ソ、ソ、ソレ以上、我ニ言ワスンヂャネェヨ!シ……痴レ者ガァ!』
ぽいーん。
ツインテールの銀糸で小突かれ大樹の根っこから転げ落とされた。
だっぽーん。いや、水面からは沈まないので表面だけで波打った。
(……いや、だから何で……?)
見れば、両頬に手を当ててイヤイヤしてる。照れ顔満開である。
(銀色王女の方が照れてるって何だよっソレ)全くである。
こっちは会って一週間以上もあの濃いキャラに振り回されてた故だ。
この唐突に現れたアイレの形をした”何か”には
”ピンチに突然現れた謎の地上民の救援者”にしか映ってないのだろう。
「ん?いやこれ好機なのでは――」
(そうだ――勘違いされたままでも好くないか?)
思い直す。名案ではないか、と。
勘違いが上手く流転すればコイツも帰還できて、
自分もソラ姉との生活に戻れる――上手い事言って逃げて、
あとは”視えなくなりました”とでも演技すれば。
(……うん、一石二鳥か)もはや打算だけになってきているが、
アイレが”――人外の何か――”だと認識してしまって朋輝も色々
麻痺してしまっていた。
「……バレましたか、心惹かれてない、と言ったら嘘になります」
彼方朋輝――後で想い返しても後悔の”酷薄な告白”であるが、
ウソ臭くなく、好感度下げない言の葉としては上策、と。
『カ、カ、カ……』
(か?)機械が誤動作ったみたいだな。
『カ、カン違イシナイデヨネ!ソ、ソンナ言葉デアタイ篭絡ナンカ
シテアゲタリナンカシナインダカラネッ!』
…………今日び、絶滅しかけてるベタなツンデレきた――――
「うぷっ」……こんな台詞、ガチで言い出す輩いるのかよ。
チョロい。チョロイン(チョロいヒロイン)ってヤツだ。
(でもこれは……)下手に揶揄しては致命傷になるな。
朋輝も学んだ――女性にはいい気分にさせてあげる配慮も必要だと。
(何か条件管理の雑な恋愛ゲーしてる気分だが……)
『ヨカロウ――汝ヲ、我ノ世話ヲスルサポート役ト認メヨウゾ』
「……身に余る喜び。至極恐悦」
とにかく、そういう事になったらしい。
(こっちが本性のアイレなら塩梅は悪くはないんだが……)とにかく
日を改めて段取りを相談する――そんな流れになった。
『サァ、密談モ終ワッタ――操舵空間カラ出ヨウゾ』
「あ、はい王女殿下」
『ムゥ、王女殿下ハ堅イ――ア、アイレ様ト名前デ呼べ』
「え?はい、ではアイレ様」
『アイレチャンデモイイノダヨッ!?』
「じゃ、アイレちゃんで」
『恥ズカシイノ!』
何か駄妖精とノリが変わらなくね?と思うも朋輝も仕方なく
”アイレ様”で妥協して貰った。
『ヨカッタノ――アイレ、誰ニモ頼レナクテ……寂シカッタ……』
「―――――!」
本人はこそっと独白したのだろう、聞こえてしまった吐露。
(……俺が、俺がここで上手い事いって逃げたら、このアイレも
孤独……なのか)
それは姉ソラが王子の独白に――彼を見捨てられなかった要因に
被ることなのだが……やはり従姉弟、家族なのかもしれない。
『トモキ、ソウ呼バセテ貰ウゾ』「――えぇ、お構いなく」
『デハ、トモキ。

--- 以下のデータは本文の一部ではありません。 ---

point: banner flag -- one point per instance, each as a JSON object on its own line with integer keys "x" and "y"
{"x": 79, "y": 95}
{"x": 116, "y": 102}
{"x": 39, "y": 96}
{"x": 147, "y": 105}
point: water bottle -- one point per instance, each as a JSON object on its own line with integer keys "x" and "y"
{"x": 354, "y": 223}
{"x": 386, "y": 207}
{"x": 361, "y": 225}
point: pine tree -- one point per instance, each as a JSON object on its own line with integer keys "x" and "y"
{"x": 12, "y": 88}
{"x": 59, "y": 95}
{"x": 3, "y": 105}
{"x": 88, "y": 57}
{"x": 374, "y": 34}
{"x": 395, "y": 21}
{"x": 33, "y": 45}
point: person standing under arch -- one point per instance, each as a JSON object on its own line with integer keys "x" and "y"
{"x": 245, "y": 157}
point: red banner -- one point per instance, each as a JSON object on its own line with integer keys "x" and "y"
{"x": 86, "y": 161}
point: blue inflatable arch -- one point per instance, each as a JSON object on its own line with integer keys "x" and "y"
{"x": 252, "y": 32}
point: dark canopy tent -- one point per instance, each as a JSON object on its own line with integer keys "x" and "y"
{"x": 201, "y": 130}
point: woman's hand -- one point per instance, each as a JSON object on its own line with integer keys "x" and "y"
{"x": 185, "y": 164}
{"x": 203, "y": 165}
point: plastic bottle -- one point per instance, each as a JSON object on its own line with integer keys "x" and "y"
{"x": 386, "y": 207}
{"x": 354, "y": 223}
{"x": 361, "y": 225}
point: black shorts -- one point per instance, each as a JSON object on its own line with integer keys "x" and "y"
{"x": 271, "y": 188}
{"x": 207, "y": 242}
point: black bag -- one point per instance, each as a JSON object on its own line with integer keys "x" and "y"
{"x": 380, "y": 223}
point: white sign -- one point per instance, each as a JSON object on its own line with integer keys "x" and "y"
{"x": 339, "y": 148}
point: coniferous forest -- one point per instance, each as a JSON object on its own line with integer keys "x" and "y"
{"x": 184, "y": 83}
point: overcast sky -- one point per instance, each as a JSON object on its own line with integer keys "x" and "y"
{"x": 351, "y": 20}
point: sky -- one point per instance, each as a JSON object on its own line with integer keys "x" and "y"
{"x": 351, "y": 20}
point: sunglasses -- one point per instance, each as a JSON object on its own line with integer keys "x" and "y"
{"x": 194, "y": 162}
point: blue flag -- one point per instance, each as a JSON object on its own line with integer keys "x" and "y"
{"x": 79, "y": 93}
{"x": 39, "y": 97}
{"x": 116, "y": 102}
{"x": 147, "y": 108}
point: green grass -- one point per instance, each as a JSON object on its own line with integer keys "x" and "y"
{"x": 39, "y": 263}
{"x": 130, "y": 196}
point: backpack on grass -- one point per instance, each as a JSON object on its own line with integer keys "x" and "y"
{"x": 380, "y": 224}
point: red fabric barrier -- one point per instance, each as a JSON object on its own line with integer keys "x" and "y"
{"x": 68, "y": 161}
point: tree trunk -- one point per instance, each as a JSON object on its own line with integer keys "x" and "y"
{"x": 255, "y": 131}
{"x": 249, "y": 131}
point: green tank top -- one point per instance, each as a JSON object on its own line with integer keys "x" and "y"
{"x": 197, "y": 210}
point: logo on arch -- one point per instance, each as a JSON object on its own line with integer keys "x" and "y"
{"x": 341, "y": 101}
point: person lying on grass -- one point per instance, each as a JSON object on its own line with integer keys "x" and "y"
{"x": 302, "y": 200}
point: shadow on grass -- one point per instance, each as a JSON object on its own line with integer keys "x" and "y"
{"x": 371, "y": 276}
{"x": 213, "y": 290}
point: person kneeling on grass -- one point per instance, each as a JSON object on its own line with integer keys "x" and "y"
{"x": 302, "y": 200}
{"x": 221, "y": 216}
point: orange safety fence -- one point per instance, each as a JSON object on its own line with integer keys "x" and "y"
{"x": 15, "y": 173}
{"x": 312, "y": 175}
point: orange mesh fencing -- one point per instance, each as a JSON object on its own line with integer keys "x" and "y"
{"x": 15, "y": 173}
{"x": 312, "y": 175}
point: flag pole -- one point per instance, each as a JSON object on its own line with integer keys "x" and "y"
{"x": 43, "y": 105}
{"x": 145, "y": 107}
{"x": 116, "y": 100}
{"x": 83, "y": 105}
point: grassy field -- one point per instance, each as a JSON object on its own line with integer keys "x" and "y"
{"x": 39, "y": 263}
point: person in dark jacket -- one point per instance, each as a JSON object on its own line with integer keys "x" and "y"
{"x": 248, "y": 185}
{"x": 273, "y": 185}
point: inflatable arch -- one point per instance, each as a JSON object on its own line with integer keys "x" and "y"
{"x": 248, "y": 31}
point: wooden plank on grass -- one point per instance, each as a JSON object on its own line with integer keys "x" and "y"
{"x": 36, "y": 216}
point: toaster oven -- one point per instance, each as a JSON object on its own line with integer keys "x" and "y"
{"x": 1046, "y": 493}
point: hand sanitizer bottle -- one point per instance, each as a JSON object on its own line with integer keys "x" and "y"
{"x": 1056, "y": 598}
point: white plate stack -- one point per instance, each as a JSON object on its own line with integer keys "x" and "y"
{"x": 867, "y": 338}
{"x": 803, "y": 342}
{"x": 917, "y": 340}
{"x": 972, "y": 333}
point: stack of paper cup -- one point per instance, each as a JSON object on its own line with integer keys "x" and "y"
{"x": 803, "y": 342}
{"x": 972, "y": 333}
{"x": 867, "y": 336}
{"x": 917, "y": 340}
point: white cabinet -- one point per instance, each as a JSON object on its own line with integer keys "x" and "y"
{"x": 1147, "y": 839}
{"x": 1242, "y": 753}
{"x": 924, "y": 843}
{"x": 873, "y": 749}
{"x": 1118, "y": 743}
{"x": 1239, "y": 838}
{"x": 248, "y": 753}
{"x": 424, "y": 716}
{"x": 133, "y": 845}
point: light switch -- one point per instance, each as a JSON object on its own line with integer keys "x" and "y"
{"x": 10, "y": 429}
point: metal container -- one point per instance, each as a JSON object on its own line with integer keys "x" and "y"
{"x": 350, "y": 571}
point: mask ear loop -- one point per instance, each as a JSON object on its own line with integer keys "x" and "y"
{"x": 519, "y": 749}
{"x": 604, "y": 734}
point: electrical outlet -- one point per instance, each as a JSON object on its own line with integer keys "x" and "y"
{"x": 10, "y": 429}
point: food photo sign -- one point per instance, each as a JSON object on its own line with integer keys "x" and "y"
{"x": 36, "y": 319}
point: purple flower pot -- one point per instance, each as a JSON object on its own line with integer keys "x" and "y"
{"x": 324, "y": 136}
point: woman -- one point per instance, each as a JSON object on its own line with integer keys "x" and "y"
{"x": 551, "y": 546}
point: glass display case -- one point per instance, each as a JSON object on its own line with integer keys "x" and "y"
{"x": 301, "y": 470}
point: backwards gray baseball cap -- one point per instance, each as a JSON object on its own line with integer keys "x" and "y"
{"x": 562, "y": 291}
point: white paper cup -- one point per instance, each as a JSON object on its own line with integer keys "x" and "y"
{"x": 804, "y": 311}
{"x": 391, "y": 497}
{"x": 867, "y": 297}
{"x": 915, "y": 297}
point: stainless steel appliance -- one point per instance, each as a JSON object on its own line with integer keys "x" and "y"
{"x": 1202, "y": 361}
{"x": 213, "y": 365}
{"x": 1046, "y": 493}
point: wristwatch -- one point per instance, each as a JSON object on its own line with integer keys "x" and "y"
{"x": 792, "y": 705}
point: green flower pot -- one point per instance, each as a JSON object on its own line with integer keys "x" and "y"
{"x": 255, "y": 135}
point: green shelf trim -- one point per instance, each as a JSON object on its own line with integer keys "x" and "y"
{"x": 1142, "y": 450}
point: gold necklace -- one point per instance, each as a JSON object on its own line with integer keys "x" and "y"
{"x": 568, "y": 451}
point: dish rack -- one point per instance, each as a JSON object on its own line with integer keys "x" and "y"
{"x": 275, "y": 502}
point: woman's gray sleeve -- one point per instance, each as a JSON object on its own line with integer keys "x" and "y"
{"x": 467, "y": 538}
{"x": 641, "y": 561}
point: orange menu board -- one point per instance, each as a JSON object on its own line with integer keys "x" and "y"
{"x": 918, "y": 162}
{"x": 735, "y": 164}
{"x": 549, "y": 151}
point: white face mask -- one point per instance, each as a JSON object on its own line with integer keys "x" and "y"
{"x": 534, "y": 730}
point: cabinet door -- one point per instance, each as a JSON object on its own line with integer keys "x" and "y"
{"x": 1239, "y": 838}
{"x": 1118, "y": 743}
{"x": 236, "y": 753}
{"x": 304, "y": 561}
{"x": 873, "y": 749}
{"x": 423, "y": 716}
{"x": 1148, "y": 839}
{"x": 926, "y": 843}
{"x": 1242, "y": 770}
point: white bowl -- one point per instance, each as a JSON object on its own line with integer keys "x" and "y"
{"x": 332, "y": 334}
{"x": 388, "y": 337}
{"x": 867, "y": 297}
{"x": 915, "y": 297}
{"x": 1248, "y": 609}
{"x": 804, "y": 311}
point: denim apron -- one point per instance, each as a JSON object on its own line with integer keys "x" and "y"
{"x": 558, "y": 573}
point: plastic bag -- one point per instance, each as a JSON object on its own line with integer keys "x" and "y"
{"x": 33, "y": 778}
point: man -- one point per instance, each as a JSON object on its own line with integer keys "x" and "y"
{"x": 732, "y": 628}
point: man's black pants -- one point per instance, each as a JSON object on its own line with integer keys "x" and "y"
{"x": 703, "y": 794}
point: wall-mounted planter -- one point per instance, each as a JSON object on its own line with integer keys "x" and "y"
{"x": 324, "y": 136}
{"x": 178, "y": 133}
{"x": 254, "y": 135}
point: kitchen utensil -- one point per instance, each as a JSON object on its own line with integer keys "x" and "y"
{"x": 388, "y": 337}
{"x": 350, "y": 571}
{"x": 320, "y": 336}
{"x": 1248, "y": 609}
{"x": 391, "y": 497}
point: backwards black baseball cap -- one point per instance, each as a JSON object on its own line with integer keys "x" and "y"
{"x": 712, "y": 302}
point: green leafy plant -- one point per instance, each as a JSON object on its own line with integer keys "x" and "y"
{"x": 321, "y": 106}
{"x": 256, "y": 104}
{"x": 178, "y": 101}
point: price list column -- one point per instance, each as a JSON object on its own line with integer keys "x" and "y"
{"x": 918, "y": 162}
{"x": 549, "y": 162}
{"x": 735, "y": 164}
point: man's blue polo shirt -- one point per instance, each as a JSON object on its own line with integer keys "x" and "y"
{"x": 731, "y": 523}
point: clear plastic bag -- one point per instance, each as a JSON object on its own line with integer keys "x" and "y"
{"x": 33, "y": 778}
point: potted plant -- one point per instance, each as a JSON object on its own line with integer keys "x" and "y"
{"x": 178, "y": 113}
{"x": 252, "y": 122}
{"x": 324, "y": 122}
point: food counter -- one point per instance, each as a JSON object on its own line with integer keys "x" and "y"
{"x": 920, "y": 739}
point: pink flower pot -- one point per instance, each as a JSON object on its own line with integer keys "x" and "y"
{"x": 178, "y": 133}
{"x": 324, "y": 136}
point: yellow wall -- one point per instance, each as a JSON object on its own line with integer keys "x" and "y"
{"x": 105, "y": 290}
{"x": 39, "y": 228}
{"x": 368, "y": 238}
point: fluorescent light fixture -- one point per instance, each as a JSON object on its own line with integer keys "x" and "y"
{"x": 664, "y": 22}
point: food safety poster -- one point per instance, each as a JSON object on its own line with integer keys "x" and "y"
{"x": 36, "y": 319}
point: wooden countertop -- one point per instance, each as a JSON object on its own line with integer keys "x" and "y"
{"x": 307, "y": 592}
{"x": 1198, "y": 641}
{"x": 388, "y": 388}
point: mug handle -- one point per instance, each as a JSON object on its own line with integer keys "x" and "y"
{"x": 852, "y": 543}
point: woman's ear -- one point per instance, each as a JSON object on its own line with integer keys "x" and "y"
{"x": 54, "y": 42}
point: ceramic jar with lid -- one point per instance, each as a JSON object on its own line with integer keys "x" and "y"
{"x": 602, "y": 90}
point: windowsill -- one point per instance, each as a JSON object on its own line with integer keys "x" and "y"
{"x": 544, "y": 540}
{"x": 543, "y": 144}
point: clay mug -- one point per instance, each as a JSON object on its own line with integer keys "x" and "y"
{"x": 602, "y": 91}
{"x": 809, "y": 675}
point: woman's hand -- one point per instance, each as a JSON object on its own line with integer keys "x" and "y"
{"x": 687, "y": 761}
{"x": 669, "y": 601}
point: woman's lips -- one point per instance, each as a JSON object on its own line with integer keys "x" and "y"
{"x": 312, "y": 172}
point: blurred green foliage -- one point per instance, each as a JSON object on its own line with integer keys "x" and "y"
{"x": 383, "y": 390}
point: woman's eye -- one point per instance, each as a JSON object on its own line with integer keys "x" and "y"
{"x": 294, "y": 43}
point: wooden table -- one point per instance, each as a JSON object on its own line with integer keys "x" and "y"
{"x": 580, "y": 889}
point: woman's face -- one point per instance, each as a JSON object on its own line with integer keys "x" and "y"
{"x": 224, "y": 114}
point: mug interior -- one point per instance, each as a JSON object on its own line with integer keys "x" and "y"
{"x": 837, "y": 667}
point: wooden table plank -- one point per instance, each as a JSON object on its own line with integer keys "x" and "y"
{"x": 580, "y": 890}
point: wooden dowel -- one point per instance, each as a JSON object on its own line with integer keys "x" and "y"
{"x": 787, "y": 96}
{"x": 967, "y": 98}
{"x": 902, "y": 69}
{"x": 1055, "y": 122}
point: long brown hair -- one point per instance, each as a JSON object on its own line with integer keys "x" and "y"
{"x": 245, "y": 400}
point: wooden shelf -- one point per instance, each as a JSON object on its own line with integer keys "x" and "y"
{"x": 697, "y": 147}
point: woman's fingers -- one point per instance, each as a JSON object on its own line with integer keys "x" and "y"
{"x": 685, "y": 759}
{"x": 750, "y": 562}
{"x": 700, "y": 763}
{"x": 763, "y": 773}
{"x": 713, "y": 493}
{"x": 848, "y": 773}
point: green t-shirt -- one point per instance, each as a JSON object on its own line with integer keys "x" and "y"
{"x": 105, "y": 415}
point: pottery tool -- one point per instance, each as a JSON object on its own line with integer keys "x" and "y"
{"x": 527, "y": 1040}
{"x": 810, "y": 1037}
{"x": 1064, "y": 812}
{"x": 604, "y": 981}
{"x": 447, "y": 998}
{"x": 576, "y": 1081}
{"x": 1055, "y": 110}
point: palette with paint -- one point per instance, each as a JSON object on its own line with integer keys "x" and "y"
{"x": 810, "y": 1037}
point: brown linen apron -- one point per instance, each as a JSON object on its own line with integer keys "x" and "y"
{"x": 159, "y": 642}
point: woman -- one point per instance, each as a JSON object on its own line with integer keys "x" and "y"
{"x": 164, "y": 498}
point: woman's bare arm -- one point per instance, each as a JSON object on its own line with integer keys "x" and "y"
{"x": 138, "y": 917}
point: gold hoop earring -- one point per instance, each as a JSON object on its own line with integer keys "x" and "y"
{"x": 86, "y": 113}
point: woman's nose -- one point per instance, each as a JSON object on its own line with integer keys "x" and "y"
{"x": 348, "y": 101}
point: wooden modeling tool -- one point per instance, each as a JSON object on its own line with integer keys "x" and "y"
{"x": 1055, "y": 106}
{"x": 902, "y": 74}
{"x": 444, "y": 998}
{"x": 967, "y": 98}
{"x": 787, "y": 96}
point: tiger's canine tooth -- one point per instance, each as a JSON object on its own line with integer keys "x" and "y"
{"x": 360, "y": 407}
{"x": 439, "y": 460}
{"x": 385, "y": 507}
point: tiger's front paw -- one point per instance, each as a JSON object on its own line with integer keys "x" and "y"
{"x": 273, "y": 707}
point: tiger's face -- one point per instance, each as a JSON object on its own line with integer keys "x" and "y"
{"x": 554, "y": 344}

コレカラ頼ムゾヨ、フフ』
アイレ王女は、そこでにっこりと微笑んだのだ。
――朋輝はどきりとした。
年相応の笑顔を――こんな異様な姿なのに、なんて素直な。
「………………っ」
朋輝は逡巡した。そのあどけない咲きように。可憐さに。
(俺は――)少し――恥じて。
少し――
■
「――――ん?」
間違いなく、現世――春の夕暮れの蕎麦屋のソコに
戻ってこれた――ものの、王女アイレの姿がない。
代わりに――「アイレ?」……居た。
すっかり日が暮れて夜の蕎麦屋の近くに、
謎妖精の姿のアイレが、横たわって寝ていた。
「なんだ?――あっちが本体じゃないのか?」
元に戻った?変身が解けた?――わからない。
ふぅ、とため息をつき、しばしアイレの傍であぐらかいて
駄妖精を眺めていた――(取りあえず、だ)頭をかく。
今日の処は、動物公園まで届けて終わろうと思った。
(ロボ本体に近いと、あっちの王女になっちまうのかもだし)
なった処で、朋輝に関わって来るのは間違いないけど。
「なぁ、シュライク――だっけ?お前のご主人さま、
一体どっちが本当なんだ?」
返答など期待してない。ただの独白《独り言》。
仰向けに寝そべったまま、無言を貫く天威の騎士――。
ただ――誰にも頼れない女の子を放っておくのは忍びない……
そんな、憐憫とも同情ともつかないソレが、
……喉に刺さった魚の骨の様に引っかかっただけ――
朋輝はそう自分に言い聞かせた。
「お前、治すからさ、こいつら――早く帰して安心させてやってよ」
そうシュライクへ軽く手をふる朋輝――我ながら馬鹿やってら、と。
学生バッグを自転車カゴに――それを枕にアイレをそっと寝かせてやる。
なんとも、安心しきった顔で寝ている――ぬいぐるみみたいな等身で。
人間ではない。本当に、妖精でもない、
本物の妖の類なんだ……〈理解できない異物〉
朋輝は短い半生でも――触らぬ神に祟りなし――そんな教訓めいた
言葉を訊くまでもなく、関わってはいけないんだと自覚はしている。
だが――……だけど――……。
思考は止まる。指向が止める。
『……ぬにゃ?……モキモキ……アイレ、寝てた?』
「――あぁ、羽根は回復したっぽいぞ……疲れたんだ、もう寝てな」
『……ぉー、ぅぇー……へへ、アイレお家に帰れるって、むにゃ』
また寝入った。どこまでも朋輝を信じる小さな存在が。
(――――――…………)
幼少時、友人に裏切られた過去を思い出す。
一人は。独りは。……世界から断絶される――剥離の恐怖。
あんな恐怖、あの畏怖。
――当人じゃないから知った事ではない――そう見限っていいハズ、
だけど……なのに。
アイレ王女の微笑。アイレ妖精の微笑。
「……………………俺は、何がしたい?」
朋輝の脚はペダルをこぎ、動物公園へ。
世界から取り残された存在と――春の夜の桜吹雪が舞う夜空の自分と。